The Six Quality Dimensions

3 min read

Data quality is not one thing. It is six measurable dimensions. Completeness: are all expected records present? Accuracy: do the values reflect reality? Consistency: do the same entities have the same values across systems? Timeliness: is the data current enough for the decision? Validity: do the values conform to the expected format and range? Uniqueness: is each entity represented exactly once? Each dimension is independently measurable. A dataset can be complete but inaccurate (all records present, some values wrong). It can be accurate but not timely (correct values from last month). Measuring each dimension separately reveals specific issues that a single "data quality score" would obscure.
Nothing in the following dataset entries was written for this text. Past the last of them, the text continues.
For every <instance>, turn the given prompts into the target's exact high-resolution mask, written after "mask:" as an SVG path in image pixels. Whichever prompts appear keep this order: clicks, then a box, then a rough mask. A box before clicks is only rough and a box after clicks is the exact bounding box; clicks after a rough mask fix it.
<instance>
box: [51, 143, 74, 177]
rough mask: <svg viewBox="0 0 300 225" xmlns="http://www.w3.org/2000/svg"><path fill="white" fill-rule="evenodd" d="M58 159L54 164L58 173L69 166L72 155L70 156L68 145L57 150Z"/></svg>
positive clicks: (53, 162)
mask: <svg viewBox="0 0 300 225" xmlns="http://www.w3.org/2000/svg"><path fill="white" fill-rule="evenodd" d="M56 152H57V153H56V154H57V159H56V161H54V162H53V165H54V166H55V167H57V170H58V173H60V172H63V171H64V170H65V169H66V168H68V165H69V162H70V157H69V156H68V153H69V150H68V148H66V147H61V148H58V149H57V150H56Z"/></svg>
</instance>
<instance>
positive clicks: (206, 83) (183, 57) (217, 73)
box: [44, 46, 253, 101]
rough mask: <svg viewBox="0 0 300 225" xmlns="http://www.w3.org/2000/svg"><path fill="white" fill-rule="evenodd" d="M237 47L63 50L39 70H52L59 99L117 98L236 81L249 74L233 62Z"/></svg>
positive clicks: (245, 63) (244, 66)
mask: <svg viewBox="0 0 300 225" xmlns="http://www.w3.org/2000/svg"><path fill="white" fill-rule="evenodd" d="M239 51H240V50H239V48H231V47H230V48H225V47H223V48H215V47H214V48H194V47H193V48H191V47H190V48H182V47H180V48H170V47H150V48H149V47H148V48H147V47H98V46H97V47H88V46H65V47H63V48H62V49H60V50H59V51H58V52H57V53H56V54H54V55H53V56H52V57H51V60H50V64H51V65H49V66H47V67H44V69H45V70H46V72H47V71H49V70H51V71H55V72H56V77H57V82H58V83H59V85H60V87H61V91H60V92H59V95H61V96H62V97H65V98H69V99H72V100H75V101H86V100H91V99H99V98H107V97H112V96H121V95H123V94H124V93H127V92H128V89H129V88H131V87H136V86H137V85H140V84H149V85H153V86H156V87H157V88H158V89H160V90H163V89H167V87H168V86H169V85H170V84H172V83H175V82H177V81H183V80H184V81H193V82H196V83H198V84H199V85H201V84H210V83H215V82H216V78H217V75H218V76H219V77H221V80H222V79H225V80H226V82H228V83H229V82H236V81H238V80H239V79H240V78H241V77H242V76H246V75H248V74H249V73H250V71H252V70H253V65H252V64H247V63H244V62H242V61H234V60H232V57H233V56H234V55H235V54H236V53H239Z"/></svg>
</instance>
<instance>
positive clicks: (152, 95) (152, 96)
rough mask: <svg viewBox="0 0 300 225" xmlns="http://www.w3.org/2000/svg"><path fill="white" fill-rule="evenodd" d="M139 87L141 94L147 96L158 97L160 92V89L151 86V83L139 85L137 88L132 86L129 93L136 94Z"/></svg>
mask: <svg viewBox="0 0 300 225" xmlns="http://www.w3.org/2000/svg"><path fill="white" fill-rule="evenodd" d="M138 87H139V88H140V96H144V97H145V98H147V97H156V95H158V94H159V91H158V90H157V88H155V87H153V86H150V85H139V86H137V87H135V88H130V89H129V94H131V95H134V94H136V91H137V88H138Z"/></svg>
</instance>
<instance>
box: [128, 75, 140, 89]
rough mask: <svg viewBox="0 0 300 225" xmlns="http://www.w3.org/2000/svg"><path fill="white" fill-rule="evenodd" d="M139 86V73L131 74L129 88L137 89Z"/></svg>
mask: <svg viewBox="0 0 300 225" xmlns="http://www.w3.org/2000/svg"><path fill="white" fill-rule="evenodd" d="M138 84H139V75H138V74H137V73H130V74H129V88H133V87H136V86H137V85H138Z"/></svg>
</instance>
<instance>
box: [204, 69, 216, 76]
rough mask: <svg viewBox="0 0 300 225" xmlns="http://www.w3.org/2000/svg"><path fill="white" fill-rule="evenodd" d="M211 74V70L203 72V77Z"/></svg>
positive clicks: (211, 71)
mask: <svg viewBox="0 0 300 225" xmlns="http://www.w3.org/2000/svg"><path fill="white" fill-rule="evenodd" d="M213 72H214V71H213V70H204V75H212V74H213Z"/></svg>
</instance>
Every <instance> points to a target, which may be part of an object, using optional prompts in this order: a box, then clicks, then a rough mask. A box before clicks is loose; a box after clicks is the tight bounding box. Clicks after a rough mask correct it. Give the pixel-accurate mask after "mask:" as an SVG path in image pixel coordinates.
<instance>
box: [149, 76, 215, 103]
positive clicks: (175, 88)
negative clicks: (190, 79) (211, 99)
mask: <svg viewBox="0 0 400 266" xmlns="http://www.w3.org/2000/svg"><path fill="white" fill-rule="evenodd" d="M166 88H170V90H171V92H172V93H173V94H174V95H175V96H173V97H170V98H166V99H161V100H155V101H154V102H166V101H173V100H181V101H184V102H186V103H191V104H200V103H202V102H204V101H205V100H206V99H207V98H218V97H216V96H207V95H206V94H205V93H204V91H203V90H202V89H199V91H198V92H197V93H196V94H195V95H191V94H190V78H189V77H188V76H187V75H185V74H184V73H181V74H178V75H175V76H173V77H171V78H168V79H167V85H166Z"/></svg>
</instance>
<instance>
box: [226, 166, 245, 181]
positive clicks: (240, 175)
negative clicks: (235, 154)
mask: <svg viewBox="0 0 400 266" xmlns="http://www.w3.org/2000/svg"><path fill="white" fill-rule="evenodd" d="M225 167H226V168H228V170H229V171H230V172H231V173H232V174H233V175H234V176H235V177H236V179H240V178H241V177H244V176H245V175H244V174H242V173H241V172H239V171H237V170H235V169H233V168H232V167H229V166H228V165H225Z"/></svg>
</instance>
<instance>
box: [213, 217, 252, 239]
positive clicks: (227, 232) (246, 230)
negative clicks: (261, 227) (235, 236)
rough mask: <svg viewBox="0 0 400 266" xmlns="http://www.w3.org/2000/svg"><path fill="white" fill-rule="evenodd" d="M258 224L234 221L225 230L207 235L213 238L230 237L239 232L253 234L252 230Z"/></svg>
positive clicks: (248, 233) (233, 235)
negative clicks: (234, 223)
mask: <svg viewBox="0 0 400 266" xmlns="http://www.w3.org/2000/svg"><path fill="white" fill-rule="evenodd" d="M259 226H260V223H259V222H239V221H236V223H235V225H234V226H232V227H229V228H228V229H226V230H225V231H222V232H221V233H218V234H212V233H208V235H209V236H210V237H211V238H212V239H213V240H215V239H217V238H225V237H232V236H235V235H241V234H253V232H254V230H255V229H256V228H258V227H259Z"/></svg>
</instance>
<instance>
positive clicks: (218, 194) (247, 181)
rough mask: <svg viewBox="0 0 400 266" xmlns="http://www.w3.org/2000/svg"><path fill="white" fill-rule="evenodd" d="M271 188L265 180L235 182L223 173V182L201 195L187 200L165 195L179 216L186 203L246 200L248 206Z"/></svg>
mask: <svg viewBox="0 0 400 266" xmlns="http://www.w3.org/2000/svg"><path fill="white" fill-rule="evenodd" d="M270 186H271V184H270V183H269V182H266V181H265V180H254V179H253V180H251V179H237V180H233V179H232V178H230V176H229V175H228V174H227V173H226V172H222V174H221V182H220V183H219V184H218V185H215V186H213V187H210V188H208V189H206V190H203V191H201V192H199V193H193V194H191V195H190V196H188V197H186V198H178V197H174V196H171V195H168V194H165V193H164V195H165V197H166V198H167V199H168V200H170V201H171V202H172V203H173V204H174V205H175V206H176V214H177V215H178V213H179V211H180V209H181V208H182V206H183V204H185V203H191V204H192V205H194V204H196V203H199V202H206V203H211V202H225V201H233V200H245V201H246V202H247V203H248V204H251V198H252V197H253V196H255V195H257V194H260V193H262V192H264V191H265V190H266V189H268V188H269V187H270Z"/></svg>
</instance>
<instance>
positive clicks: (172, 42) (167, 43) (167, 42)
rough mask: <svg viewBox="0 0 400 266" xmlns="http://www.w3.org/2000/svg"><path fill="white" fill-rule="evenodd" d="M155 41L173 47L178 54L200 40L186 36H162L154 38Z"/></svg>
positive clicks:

  1. Completeness Count expected records versus actual records. Compare field population rates — what percentage of records have each required field populated? A 92% field completion rate means 8% of your records are missing data that downstream processes need.
  2. Accuracy Sample records and verify against the source of truth. If CRM records show a deal at $150K but the contract says $120K, the accuracy dimension has failed. Sample size: 5% of records monthly, stratified by source.
  3. Consistency Compare the same entity across systems. Does the customer name in the CRM match the billing system? Does the deal value in the pipeline match the signed contract? Inconsistency means at least one system is wrong — and decisions made from the wrong system will be wrong.